26. Working the Problem V = 2πr/T Known Want r = 1.5 m v m = 8 kg RPS = 1.25 (1.25 revolutions/1s)/(1.00/1.25) = .8s V = (6.28)(1.5)/.8 V = 11.78 m/s

27. Stating the Problem What is the dogs centripetal acceleration?

28. Working the Problem ac = v2/r Known Want v = 11.78 m/s ac r = 1.5 m ac = v2/r ac = 138.77/1.5 ac = 92.51 m/s2

29. Stating the Problem Determine the tension that was in the rope as the dog was being spun around in the air.

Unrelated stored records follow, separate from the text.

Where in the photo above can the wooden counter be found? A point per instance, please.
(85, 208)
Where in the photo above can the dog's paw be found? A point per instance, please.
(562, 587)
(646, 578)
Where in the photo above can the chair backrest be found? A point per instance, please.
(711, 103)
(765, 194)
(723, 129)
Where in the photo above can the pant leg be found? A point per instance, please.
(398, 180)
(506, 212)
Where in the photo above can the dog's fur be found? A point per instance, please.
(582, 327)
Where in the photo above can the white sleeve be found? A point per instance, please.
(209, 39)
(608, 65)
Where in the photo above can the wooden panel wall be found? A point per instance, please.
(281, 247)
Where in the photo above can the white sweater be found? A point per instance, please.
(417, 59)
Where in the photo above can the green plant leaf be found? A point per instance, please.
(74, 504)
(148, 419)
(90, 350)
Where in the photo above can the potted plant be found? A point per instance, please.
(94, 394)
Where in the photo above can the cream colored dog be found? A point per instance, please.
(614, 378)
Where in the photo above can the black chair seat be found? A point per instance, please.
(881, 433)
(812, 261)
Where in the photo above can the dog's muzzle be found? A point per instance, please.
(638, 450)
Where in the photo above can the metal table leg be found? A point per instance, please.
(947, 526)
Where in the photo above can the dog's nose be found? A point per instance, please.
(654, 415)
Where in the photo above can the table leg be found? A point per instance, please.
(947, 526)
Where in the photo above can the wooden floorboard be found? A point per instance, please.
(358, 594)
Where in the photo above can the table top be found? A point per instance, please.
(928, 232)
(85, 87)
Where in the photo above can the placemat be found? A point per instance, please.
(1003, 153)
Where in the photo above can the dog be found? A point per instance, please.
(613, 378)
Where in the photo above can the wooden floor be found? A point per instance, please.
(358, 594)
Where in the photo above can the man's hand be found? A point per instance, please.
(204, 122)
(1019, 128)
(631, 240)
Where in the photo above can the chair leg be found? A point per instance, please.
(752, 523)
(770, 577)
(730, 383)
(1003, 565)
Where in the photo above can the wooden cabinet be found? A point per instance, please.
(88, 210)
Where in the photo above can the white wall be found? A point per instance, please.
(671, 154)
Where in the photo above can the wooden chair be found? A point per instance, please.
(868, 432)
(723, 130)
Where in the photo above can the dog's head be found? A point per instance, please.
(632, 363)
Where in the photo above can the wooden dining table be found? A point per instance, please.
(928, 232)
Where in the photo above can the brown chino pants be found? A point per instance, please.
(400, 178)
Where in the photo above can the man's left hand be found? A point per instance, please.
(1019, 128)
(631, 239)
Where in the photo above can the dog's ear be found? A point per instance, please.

30. Working the Problem F = ma Known Want m = 8 kg F ac = 92.51 m/s2 F = (8)(92.51) F = 740 N

31. Stating the Problem Determine the dog’s angular momentum.

32. Working the Problem L = mvr Known Want m = 8 kg L v = 11.78 m/s r= 1.5 m L = (8)(11.78)(1.50) L = 141.36 kgm2/s

33. Stating the Problem Where in the vortex would you expect the tangential velocity in the tornado to be the greatest? Why?

34. Working the Problem You would probably expect it to be at the top because of the increased radius, however, the bottom of the vortex has the highest winds because barometric pressure increases. Winds near the top move in a circular pattern but winds near the bottom are spiraling downward. A tornado is not on a fixed platform! Doesn’t that just blow your mind?

35. Don’t forget to study about Universal Gravitation for the Exam!